Não é apenas o valor que importa: é a mensagem. Quando se pede um apoio para manter vivo o que é um símbolo vivo da cultura, e o Estado responde com migalhas ou silêncio, entende-se logo qual é o papel que atribuem à cultura em Portugal: espetáculo de vitrine, propaganda, sem substância.

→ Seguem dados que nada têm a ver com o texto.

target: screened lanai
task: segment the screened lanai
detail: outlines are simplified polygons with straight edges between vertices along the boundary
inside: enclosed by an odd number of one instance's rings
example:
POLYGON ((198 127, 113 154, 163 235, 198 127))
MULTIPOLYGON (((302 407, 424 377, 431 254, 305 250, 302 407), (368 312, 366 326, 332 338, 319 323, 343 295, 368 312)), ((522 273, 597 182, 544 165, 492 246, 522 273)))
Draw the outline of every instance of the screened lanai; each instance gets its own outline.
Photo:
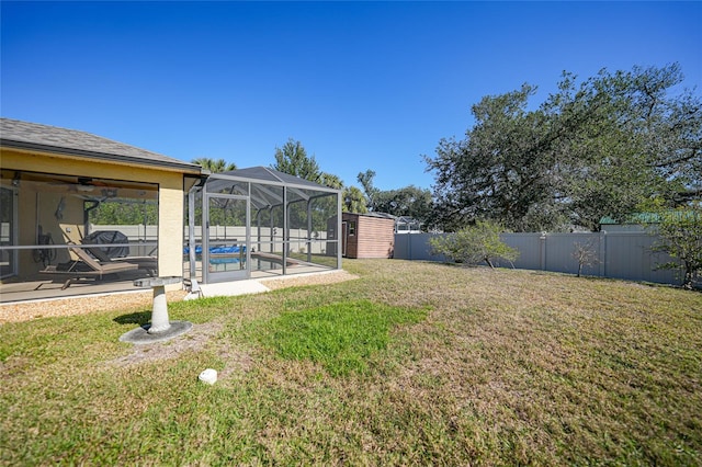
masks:
POLYGON ((185 276, 201 283, 341 267, 341 195, 264 167, 213 173, 188 195, 185 276))

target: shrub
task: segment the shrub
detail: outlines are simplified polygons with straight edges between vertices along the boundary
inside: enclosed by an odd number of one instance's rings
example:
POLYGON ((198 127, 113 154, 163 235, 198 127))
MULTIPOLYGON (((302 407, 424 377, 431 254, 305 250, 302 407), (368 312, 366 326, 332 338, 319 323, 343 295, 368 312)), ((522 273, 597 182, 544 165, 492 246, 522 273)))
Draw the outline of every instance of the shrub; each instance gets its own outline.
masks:
POLYGON ((432 238, 429 244, 433 254, 443 254, 463 264, 485 261, 487 265, 495 267, 494 261, 497 259, 514 261, 519 258, 519 251, 500 240, 501 231, 499 224, 478 220, 475 226, 432 238))

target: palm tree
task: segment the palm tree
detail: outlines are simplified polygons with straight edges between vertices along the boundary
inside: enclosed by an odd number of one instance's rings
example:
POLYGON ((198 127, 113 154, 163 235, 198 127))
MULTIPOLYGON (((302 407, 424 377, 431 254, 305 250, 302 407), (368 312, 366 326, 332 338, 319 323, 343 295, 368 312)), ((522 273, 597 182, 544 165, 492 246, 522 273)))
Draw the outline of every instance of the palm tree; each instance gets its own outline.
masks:
POLYGON ((197 159, 193 159, 192 162, 196 163, 203 169, 208 170, 212 173, 229 172, 231 170, 237 170, 236 163, 227 162, 224 159, 214 160, 207 157, 200 157, 197 159))

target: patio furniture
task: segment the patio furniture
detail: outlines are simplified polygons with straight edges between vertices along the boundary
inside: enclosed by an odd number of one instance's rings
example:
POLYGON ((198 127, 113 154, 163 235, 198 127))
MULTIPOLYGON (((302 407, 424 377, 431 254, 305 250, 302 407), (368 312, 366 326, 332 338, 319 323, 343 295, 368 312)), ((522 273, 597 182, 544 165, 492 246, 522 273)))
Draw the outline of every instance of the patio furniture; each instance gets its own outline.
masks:
POLYGON ((69 246, 68 249, 72 251, 79 260, 71 260, 70 262, 63 264, 48 265, 39 271, 39 274, 67 277, 61 291, 70 287, 72 283, 80 281, 81 278, 102 280, 103 276, 109 274, 135 271, 139 267, 138 264, 126 261, 101 263, 83 251, 80 247, 75 246, 75 243, 69 244, 72 244, 72 247, 69 246))
POLYGON ((102 250, 102 248, 99 247, 83 247, 83 249, 88 250, 90 254, 95 257, 101 264, 132 263, 136 264, 138 269, 146 271, 150 276, 156 276, 156 272, 158 271, 158 258, 156 257, 111 258, 102 250))

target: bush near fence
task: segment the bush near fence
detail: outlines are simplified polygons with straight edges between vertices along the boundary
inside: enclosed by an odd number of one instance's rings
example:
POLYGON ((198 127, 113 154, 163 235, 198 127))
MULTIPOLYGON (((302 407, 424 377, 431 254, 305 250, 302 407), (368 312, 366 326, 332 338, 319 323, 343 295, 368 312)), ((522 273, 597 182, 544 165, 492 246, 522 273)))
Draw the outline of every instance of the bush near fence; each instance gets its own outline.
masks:
MULTIPOLYGON (((429 246, 430 238, 442 235, 445 234, 396 235, 394 258, 445 261, 442 255, 432 254, 429 246)), ((647 232, 502 234, 500 238, 520 252, 513 264, 498 261, 502 267, 577 274, 574 252, 577 244, 587 244, 597 260, 582 267, 582 275, 675 285, 681 281, 678 271, 656 270, 657 264, 671 258, 653 251, 659 238, 647 232)))

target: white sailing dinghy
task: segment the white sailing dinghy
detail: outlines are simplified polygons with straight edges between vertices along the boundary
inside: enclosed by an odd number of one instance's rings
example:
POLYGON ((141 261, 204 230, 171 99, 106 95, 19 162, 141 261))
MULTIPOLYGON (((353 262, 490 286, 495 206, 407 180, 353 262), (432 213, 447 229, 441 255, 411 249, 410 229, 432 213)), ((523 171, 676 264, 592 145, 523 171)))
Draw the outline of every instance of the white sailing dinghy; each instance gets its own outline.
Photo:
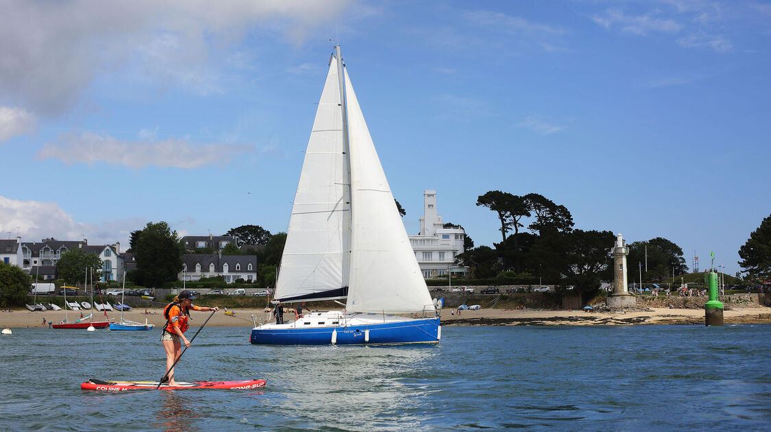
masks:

Uma longa história de descaso programado

O ICA (instituição pública criada em 2007 para apoiar cinema e audiovisual) tem andado há anos num compasso de espera: regulamentos caducos, critérios herméticos, programas que beneficiam por vezes grandes estruturas em vez de pequenos agentes. Enquanto o Estado anuncia concursos milionários — sim, por vezes há verbas, como os 30,6 milhões para cinema e audiovisual em 2025 — as salas independentes, como o Cinema Ideal ficam à espera de migalhas. A distribuição das verbas supostamente do tal PPR, parecem privilegiar quem já está ‘no círculo’, quem já ocupa cadeiras sociais e institucionais.

Cinema Ideal
Uma das casas do cinema independente e português é Cinema Ideal. ©Arquivo MHD

Recentemente, agentes culturais exigiram que a Casa do Cinema de Coimbra entrasse num programa de exibição do ICA, denunciando critérios que excluem associações apenas pela forma jurídica. Essa discriminação institucional é evidente: muitas salas estão fora por não serem ‘empresas’ com balanços corporativos, mesmo que façam (ou venham a fazer) exibições constantes e de qualidade.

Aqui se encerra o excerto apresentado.